A BookTok Phenomenon and a Series
It is hard to overstate how large Icebreaker loomed in the romance boom of the early 2020s. Self-published initially before being picked up by a major house, it rode a wave of TikTok enthusiasm to become one of the defining titles of the “BookTok romance” era — the book that, for countless readers, opened the door to the whole genre of college sports romance. Its success launched Grace’s interconnected Maple Hills series, continued in Wildfire and Daydream, each following members of the same friend group. That commercial phenomenon is part of the book’s story: it is less a literary landmark than a perfectly calibrated piece of comfort reading that found its enormous audience at exactly the right cultural moment.
Honest Limitations
The book is not without weaknesses, and they are the familiar ones of the genre. The central conflict relies on both leads being more stubborn than strictly makes sense, a contrivance that keeps them apart slightly longer than the plot can fully justify. The middle section sags in places, and readers unmoved by college sports settings or by the conventions of New Adult romance will find little here to convert them. Icebreaker is not reinventing anything — it is delivering a well-worn formula with warmth, craft, and a vividly realised setting. Judged on those terms, as the cozy, swoony escape it sets out to be, it succeeds completely.
Our rating: 4.1/5 — A warmly executed sports romance whose specific ice rink setting and well-developed ensemble elevate it above a genre that often settles for less, carried by a central dynamic with genuine appeal.
Frequently Asked Questions
What is "Icebreaker" about?
A figure skater and a hockey player are forced to share ice rink practice time, and their rivalry gradually melts into something neither of them planned.
Who should read "Icebreaker"?
Sports romance readers; BookTok romance fans; college romance enthusiasts; readers who enjoy ensemble casts alongside the central couple.
What are the key takeaways from "Icebreaker"?

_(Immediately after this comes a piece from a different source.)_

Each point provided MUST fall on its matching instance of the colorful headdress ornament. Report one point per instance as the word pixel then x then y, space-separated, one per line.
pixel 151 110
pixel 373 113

Shared space and forced proximity are the oldest and most reliable generators of unexpected connection Athletic identity — built over years of sacrifice — is among the most fragile when threatened Team dynamics in sports create a second family with its own particular loyalty demands Rigid categorization of people (rival, enemy, stranger) prevents seeing who they actually are Vulnerability shared under duress can accelerate intimacy in ways ordinary social contact cannot
Is "Icebreaker" worth reading?
Icebreaker is the sports romance that dominated BookTok with good reason: Hannah Grace's characters are likable, the rink setting is vividly rendered, and the romance develops at a pace that earns every stage. It is not reinventing the genre but is doing it with genuine craft.